I went walkabout in the snow earlier this morning. A quite surprising number of people asked me, with a wry grin, “Are you not running this morning?” Such jokers!
As a matter of fact, just walking was difficult. Walking in fresh snow is like walking on sand. Sand doesn’t squeak under your boots as fresh snow does though. In the wooded areas trees that you can usually walk under without problem - well, someone my fairly average height can walk under them with impunity - were weighed down with snow, causing quite a lot of ducking and dodging.
People with children were out and about with sledges. Some adults were busily clearing snow from their drives, presumably so that if necessary they can get their cars out. Probably safer to stay at home, I should think. Nobody seemed to be clearing the pavements in front of their houses though.
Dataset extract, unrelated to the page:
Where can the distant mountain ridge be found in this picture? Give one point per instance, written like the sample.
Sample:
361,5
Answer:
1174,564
The sloping approach to the door of the co-op had been rather inexpertly cleared, or maybe it was just the result of lots of people tramping up and down the ramp, leaving a slushy surface in their wake which risks turning into an ice rink if left to itself.
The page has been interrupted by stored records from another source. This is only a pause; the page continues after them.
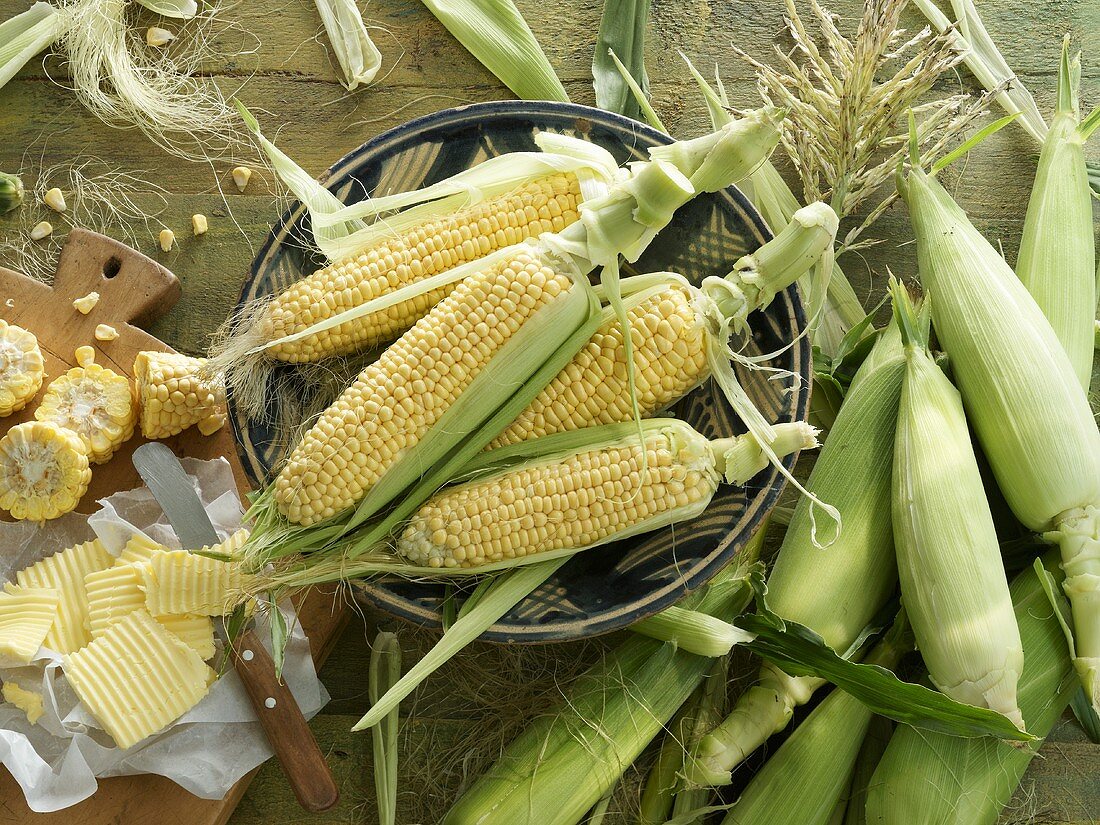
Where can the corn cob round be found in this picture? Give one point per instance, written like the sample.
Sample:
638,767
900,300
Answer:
96,404
396,399
669,356
43,471
546,205
173,395
21,367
Now for a bit more nostalgia.
Recently Michael Rosen wrote this article for the Guardian, reminiscing about his childhood home. I never got round to commenting on it at the time as other things caught my attention.
Yesterday I came across this set of letters in response to his original article. His nostalgia provoked a similar nostalgia in all sorts of people.
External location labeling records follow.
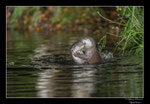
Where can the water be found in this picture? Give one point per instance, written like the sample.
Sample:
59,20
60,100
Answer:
39,65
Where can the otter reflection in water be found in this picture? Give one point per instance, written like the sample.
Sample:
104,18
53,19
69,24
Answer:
85,51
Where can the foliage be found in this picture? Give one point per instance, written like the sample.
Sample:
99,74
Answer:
131,38
25,13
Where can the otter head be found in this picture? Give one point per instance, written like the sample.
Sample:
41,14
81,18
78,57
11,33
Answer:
84,51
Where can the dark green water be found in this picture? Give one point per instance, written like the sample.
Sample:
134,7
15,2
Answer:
39,65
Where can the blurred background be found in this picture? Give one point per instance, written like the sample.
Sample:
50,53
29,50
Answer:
38,57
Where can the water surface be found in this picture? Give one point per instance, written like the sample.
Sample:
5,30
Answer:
39,65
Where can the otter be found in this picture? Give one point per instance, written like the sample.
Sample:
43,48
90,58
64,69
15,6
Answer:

Like Michael Rosen, I can visualise my childhood home; I could probably draw a floor plan even now. When he wrote about “a corridor that my brother and I used for racing Dinky toy cars”, i was reminded of a similar corridor-like in our house. My father had covered the floor of that hallway and the kitchen and dining room connected to it with Marley floor tiles, the latest thing for modern young families. My mother polished them. My sister and I “skated” up and down the corridor in our socks!
Many letter writers commented that, like Michael Rosen, they still remembered their childhood home phone number. We didn’t have a telephone until after I had left home to go to university. (I had to be sure to write a weekly letter home to reassure my parents that I was still alive and well!) but I do remember my mother’s “divi”, short for “dividend”, number for the co-op - 9232. If I was sent to the local co-op store to buy some forgotten items, I had to give that number so that my mother received her dividend as a co-op member. No store cards with points to collect in those days. The shop assistant noted down the amount spent and eventually the percentage dividend amounted to a sum worth spending in the store. Those were the days!
Life goes on. Stay safe and well, everyone!